Many places throughout the United States of America take their names from the languages of the indigenous Native American/American Indian tribes that first lived there. Settlements, geographic features, and later town often too the Indian name - or more often, an Anglicized or misspelled version of it.
In my own home state of New Jersey, there are many places that take names from the Delaware, Lenape and other tribal names that were recorded.
Some places just sound strange enough that you would guess they were not English.
Ho-Ho-Kus, pronounced ho-HO-kus, is a borough located in Bergen County first settled in 1698. The meaning behind the town name is unclear.
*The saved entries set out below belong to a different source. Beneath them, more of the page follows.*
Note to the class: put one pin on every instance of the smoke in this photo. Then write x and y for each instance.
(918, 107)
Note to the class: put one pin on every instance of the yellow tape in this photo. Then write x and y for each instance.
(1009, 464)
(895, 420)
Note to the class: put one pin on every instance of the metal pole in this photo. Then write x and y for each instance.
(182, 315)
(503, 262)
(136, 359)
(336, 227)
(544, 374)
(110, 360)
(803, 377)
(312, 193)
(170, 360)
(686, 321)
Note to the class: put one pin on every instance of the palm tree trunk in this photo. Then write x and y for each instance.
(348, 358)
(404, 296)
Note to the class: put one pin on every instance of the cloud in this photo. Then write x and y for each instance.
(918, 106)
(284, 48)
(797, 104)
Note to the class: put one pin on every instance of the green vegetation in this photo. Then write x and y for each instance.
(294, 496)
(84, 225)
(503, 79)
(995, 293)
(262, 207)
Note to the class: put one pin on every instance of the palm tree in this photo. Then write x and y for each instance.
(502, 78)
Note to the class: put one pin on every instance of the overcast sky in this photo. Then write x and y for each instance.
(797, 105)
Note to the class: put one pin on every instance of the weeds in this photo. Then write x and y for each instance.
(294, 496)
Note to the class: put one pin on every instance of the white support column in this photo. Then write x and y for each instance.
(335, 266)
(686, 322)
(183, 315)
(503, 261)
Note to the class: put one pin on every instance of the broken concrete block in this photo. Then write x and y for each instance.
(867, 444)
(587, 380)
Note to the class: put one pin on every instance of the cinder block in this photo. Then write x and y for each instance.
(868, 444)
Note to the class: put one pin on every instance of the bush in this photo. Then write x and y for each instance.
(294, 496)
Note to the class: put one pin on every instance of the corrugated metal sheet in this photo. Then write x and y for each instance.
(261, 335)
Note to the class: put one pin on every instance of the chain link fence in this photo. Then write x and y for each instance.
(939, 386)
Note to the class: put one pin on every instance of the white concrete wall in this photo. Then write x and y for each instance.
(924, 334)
Origin stories vary but on the borough's own website, the most accepted origin is that Ho-Ho-Kus was a contraction of Mehokhokus or Mah-Ho-Ho-Kus, a native Delaware Indian term meaning “the Red Cedar,” as many older native terms beginning in “me” or “mah” lost their first syllables over time. The word is also a native term for running water, is similar to the word “hoccus” meaning fox and sounds similar to “Chihohokies,” the name of a native tribe whose chief lived in the area.
A few other examples:
Cinnaminson: Derived from the Lenni-Lenape word “senamensing” meaning “sweet water.”
Moonachie: Legend is that Moonachie was named after Chief Monaghie, a member of the Iroquois who inhabited the local cedar forests.
Hackensack: Derived from Lenni-Lenape word “Achsinnigeu-haki” meaning “stony ground.”
Paramus: The Lenape language word for the area, Peremessing, meant that it had an abundant population of wild turkey, was anglicized to become the word "Paramus"
Metuchen: Named for the Raritan Indian Chief, Matouchin, who lived in the area in the late 17th century.